🤖 AI Summary
To address the need for real-time pilot cognitive load monitoring in virtual flight simulation, this study proposes a multimodal modeling approach integrating EEG spectral features (power spectral density, PSD) with whole-brain functional connectivity features (phase lag index, PLI; weighted PLI, wPLI). Unlike conventional unimodal spectral analysis, our method systematically combines time-frequency energy distribution with dynamic cross-regional neural coupling. A stacked ensemble classifier—comprising XGBoost, SVM, and Random Forest—is employed for binary cognitive load classification. Evaluated on data from 52 participants across both VR and desktop platforms, the model achieves a mean accuracy of 91.3%, outperforming single-spectrum methods by 28%. Results demonstrate that functional connectivity features provide critical complementary discriminative information, substantially improving generalizability and robustness in realistic virtual flight environments. This work delivers a deployable neurophysiological foundation for adaptive flight training systems.
📝 Abstract
Effective cognitive workload management has a major impact on the safety and performance of pilots. Integrating brain-computer interfaces (BCIs) presents an opportunity for real-time workload assessment. Leveraging cognitive workload data from high-fidelity virtual reality (VR) flight simulations allows for dynamic adjustments to training scenarios. While prior studies have predominantly concentrated on EEG spectral power for workload prediction, delving into intra-brain connectivity may yield deeper insights.
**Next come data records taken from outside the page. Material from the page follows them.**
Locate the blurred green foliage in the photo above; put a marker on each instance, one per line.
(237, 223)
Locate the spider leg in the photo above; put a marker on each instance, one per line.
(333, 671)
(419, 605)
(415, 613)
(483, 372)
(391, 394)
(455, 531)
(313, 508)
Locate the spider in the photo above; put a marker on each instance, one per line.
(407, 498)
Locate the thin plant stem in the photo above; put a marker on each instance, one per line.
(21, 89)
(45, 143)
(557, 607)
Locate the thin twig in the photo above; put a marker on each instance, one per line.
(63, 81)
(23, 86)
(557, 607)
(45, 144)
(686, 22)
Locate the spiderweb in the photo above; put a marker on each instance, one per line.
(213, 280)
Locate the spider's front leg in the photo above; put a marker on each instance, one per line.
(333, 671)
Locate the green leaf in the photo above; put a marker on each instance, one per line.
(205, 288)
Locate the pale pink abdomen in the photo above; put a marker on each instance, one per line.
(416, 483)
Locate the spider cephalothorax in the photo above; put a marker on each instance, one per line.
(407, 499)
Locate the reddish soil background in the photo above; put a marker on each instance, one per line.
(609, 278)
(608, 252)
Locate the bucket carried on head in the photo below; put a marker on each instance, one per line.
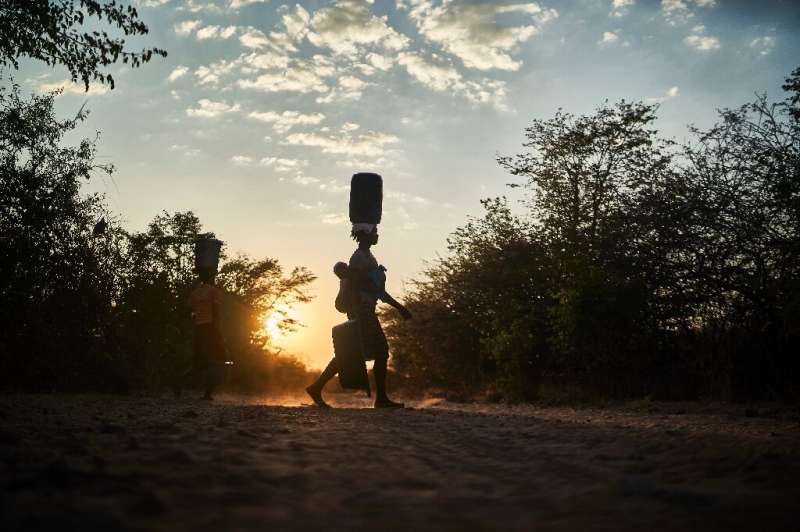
(366, 198)
(206, 253)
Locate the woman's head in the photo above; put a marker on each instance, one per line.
(207, 275)
(365, 235)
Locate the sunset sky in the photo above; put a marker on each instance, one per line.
(263, 110)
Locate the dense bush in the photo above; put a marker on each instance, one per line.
(89, 305)
(641, 267)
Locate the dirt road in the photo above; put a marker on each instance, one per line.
(147, 463)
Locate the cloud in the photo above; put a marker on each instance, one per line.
(210, 109)
(295, 22)
(764, 44)
(237, 4)
(185, 150)
(334, 219)
(211, 74)
(301, 77)
(619, 8)
(178, 72)
(312, 206)
(470, 31)
(348, 26)
(305, 181)
(186, 27)
(195, 6)
(68, 87)
(402, 197)
(673, 92)
(443, 77)
(681, 11)
(700, 41)
(283, 165)
(609, 37)
(369, 144)
(381, 62)
(242, 160)
(283, 122)
(348, 88)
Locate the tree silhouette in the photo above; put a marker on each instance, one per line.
(61, 32)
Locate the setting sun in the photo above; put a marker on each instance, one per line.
(271, 327)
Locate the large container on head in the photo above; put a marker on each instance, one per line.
(366, 198)
(206, 253)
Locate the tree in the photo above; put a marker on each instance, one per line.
(61, 32)
(57, 278)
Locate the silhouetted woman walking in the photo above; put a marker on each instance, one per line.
(364, 286)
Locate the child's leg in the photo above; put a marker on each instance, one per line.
(315, 390)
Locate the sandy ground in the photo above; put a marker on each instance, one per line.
(154, 463)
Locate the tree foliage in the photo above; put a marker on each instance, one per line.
(90, 305)
(71, 33)
(639, 267)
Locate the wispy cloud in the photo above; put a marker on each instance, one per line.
(470, 31)
(177, 72)
(283, 122)
(369, 144)
(348, 27)
(283, 164)
(682, 11)
(672, 92)
(186, 27)
(442, 77)
(68, 87)
(619, 8)
(763, 45)
(210, 109)
(698, 40)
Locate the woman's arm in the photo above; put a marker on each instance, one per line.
(386, 298)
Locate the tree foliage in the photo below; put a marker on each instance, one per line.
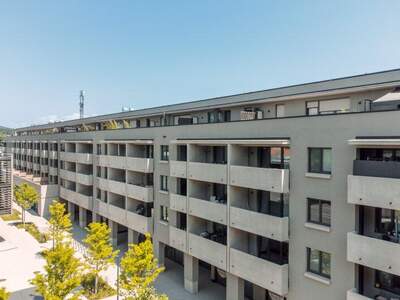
(4, 295)
(60, 222)
(25, 196)
(100, 253)
(139, 270)
(111, 124)
(62, 273)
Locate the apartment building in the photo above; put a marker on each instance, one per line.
(6, 185)
(289, 193)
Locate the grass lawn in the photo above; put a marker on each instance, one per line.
(34, 231)
(105, 290)
(14, 216)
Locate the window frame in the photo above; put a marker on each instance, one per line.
(320, 218)
(164, 214)
(308, 108)
(321, 156)
(164, 152)
(162, 182)
(320, 255)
This study assessed the predictive value of EEG spectral and connectivity features in distinguishing high vs. low workload periods during simulated flight in VR and Desktop conditions. Using an ensemble approach, a stacked classifier was trained to predict workload from the EEG signals of 52 participants. Results showed that the mean accuracy of the model incorporating both spectral and connectivity features improved by 28% compared to the model that solely relied on spectral features. Further research on other connectivity metrics and deep learning models in a large sample of pilots is essential to validate the potential of a real-time workload-prediction BCI. This could contribute to the development of an adaptive training system for safety-critical operational environments.